ONE RING ~TWO RULERS
Once upon a time there was a ring, a royal ring that was meant to adorn someone’s hand. Anyone who wore it enjoyed the power to affect many people’s lives. They could write laws, then dip the ring in wax and mark the scroll with the royal seal. The law had to be obeyed because of the power behind the ring.
There once was an evil man named Haman ~ a man who dreamed of wearing the ring and enjoying the privileges it offered.
He did not have a good heart and many people were frightened at the thought that someone like him might be in power over them. Nonetheless, he was able to rise to power. His speech was as smooth as butter. His suggestions charmed many who listened. Before long, he was promoted to the royal court and the ring was put on his finger. Instead of using his power for good, he devised evil schemes to hurt good people. He thought he would reign forever but evil never ultimately wins. What he plotted in secret was made known to the people. He had to trade in his robe of honor for rags of shame.
There once was a good man named Mordecai ~ a man who never dreamed of power and would have declared himself unqualified to have it.
Instead, he loved to adore his Creator who was all-powerful.

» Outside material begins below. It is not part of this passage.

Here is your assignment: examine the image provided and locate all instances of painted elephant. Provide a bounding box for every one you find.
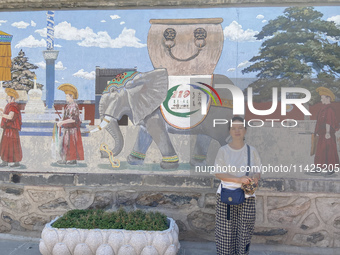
[91,69,232,169]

His heart was good because of who he worshiped. A lifetime of prayers molded his character. Good men and evil men can never live in harmony. Their gods collide. So, Haman hated Mordecai and tried to have him hanged. The God of Mordecai prevailed and before you could blink, the tide had turned. Haman’s head was covered and he was hanged. Mordecai was given the royal ring. Now, he could write laws. And he did! The fastest horses carried his words to provinces far and near. The thundering of horses could be heard across the land. The people shook at the sound until they read the laws of this new ruler. Then they rejoiced. Mordecai saved the lives of innocent men, women and children. Everyone learned a lesson that day. A ruler who worships God with his heart, with his soul, and with his mind ~ he can be trusted.